Reaching out to women veterans

Earlier this month, American Legion Veterans Affairs & Rehabilitation Division Director Barry Searle, along with Deputy Director for Claims Verna Jones and Assistant Director for Health Policy Denise Williams, conducted a teleconference with Duane Mercier, production manager in the Public Relation Division at National Headquarters in Indianapolis. The teleconference was in an effort to collaborate with Public Relations on how to enhance the Legion's outreach efforts to women veterans.

In a cooperative effort, the staffs are working together to address the strategic imperative developed last fall in Indianapolis for changing the image of The American Legion. The process of creating public-service announcements for both radio and television will be continued through the next few weeks. They will focus is assisting women veterans to better understand their entitlements as veterans, as well as to empower them to see themselves as veterans.

The American Legion will highlight what the organization currently is doing on behalf of women veterans and to encourage them to join the organization.

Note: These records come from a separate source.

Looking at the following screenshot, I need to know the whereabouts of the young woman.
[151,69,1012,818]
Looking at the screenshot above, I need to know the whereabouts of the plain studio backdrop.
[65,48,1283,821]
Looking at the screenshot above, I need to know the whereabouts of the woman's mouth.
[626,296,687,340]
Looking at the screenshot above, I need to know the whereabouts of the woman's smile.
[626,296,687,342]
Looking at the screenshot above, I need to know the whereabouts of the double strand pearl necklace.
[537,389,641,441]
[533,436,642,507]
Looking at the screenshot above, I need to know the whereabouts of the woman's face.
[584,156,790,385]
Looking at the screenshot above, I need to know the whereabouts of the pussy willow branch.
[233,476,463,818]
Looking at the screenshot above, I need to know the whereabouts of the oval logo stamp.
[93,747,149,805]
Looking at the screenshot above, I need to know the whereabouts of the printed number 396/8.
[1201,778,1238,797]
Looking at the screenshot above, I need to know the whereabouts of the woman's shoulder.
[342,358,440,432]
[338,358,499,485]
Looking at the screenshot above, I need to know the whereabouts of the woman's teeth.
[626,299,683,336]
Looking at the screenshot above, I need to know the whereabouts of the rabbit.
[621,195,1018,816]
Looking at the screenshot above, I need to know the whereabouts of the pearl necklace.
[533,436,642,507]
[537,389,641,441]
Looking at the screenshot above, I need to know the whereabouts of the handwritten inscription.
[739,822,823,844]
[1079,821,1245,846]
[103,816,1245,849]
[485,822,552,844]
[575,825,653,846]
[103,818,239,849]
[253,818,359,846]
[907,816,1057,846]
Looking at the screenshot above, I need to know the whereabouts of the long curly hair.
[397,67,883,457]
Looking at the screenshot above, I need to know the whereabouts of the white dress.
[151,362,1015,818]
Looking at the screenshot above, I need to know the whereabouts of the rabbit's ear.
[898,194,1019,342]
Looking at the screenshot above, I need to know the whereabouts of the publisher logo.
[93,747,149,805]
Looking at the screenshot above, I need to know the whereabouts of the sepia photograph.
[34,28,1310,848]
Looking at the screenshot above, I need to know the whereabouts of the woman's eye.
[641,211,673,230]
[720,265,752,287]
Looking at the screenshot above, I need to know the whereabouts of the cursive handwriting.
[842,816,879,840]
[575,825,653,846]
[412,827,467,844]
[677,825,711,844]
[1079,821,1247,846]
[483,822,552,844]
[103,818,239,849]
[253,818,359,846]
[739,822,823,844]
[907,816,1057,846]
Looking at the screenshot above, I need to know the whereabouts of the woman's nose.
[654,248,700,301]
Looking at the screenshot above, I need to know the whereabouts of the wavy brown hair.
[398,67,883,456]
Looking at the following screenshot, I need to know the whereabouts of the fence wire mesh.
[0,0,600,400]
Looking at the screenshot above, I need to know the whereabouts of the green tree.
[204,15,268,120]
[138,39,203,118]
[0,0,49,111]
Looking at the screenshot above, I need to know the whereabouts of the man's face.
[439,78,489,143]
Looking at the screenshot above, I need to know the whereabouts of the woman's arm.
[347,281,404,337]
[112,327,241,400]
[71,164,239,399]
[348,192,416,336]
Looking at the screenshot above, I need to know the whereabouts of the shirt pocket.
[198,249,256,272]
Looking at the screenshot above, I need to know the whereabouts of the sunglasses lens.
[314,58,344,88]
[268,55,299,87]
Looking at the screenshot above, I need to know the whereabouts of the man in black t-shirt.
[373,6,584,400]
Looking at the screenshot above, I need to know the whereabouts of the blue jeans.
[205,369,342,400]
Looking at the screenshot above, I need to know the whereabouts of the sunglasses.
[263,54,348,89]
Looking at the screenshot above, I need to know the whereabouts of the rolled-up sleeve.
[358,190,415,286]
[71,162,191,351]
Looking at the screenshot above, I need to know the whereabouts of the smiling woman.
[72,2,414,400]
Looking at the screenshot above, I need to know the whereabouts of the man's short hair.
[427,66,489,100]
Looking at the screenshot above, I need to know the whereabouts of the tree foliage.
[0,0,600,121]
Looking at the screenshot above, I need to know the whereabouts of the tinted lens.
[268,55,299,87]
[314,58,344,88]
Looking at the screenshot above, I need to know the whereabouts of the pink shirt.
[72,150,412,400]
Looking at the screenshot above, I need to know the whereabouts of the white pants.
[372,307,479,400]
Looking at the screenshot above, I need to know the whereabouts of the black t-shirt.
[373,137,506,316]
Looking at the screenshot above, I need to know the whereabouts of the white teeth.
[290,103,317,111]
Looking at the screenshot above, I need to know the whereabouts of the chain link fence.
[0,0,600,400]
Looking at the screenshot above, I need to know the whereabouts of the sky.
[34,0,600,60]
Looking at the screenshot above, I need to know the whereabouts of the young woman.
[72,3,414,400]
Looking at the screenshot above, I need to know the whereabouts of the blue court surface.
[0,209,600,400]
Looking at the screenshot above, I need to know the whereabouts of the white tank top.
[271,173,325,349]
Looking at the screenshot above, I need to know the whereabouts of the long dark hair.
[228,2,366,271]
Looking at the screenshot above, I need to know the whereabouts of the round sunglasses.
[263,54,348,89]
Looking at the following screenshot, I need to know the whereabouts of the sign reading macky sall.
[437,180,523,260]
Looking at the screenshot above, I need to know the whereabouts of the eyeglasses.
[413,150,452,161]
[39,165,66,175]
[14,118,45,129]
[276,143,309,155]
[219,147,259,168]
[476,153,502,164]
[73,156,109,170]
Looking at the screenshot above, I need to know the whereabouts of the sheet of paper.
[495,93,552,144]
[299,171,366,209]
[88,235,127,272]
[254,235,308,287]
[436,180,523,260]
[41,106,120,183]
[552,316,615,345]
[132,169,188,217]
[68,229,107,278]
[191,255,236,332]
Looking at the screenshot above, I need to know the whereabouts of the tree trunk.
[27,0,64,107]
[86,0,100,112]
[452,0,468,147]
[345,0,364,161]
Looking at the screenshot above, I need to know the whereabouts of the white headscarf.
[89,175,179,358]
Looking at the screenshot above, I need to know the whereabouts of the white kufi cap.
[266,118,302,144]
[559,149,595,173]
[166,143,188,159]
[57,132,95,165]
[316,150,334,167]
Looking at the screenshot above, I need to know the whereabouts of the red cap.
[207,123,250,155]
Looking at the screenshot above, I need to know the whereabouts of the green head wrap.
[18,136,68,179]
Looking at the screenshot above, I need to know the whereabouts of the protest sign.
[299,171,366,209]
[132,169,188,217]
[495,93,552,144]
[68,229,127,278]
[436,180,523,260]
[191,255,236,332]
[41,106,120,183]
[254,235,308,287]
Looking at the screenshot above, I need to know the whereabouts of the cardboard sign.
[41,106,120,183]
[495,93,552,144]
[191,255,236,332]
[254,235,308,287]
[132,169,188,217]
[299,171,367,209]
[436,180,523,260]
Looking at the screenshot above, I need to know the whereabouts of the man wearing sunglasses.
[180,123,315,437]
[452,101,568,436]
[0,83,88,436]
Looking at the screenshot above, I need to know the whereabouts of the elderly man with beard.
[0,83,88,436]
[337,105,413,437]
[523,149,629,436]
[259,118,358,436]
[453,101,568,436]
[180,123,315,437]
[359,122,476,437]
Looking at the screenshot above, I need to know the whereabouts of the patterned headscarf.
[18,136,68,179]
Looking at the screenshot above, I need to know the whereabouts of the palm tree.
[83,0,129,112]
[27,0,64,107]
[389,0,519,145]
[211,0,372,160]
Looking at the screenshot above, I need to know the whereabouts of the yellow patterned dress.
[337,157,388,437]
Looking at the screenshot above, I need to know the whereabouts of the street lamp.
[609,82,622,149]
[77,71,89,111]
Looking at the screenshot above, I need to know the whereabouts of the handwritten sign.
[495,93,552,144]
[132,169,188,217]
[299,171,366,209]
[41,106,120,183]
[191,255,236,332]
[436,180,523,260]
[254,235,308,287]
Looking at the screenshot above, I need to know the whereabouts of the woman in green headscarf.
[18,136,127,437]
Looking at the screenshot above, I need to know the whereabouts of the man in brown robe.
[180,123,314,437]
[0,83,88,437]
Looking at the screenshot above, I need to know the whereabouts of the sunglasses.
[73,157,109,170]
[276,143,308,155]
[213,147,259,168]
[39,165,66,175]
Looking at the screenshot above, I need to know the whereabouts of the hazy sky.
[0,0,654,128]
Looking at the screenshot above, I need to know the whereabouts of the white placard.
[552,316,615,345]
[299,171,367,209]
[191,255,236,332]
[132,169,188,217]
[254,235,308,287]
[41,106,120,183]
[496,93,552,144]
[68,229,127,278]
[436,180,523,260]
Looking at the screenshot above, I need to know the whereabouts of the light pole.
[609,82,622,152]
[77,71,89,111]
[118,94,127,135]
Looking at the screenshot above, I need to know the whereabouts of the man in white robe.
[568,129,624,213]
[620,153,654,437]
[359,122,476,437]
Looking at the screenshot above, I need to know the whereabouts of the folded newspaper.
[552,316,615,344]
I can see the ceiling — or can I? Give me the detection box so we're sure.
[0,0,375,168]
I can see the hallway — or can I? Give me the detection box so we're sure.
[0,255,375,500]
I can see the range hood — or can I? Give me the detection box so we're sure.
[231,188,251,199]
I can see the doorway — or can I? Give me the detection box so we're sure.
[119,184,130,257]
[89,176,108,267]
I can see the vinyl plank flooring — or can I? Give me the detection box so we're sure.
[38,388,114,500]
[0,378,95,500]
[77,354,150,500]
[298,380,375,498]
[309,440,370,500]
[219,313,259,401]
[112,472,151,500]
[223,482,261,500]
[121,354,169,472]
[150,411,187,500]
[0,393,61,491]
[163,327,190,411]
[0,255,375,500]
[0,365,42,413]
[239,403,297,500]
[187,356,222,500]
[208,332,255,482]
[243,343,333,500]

This project is in its preliminary stages, and the VA&R staff will continue to work with Public Relations to make this a successful and effective endeavor.


  1. It is arguably true that women Veterans are the most underserved of the Veteran population. Human Potential Consultants of Carson, CA is working hard to change this unjust fact. Our dedicated staff is reaching out to and providing free services to these deserving Veterans, including an excellent pre-employment training for job readiness, employment assistance, training that leads to employment, higher education guidance, housing referrals, and support services. If you encounter a female Veteran in need of any of these services, please refer her to Marty Hill at: 310-756-1560. Thank you for your time and consideration.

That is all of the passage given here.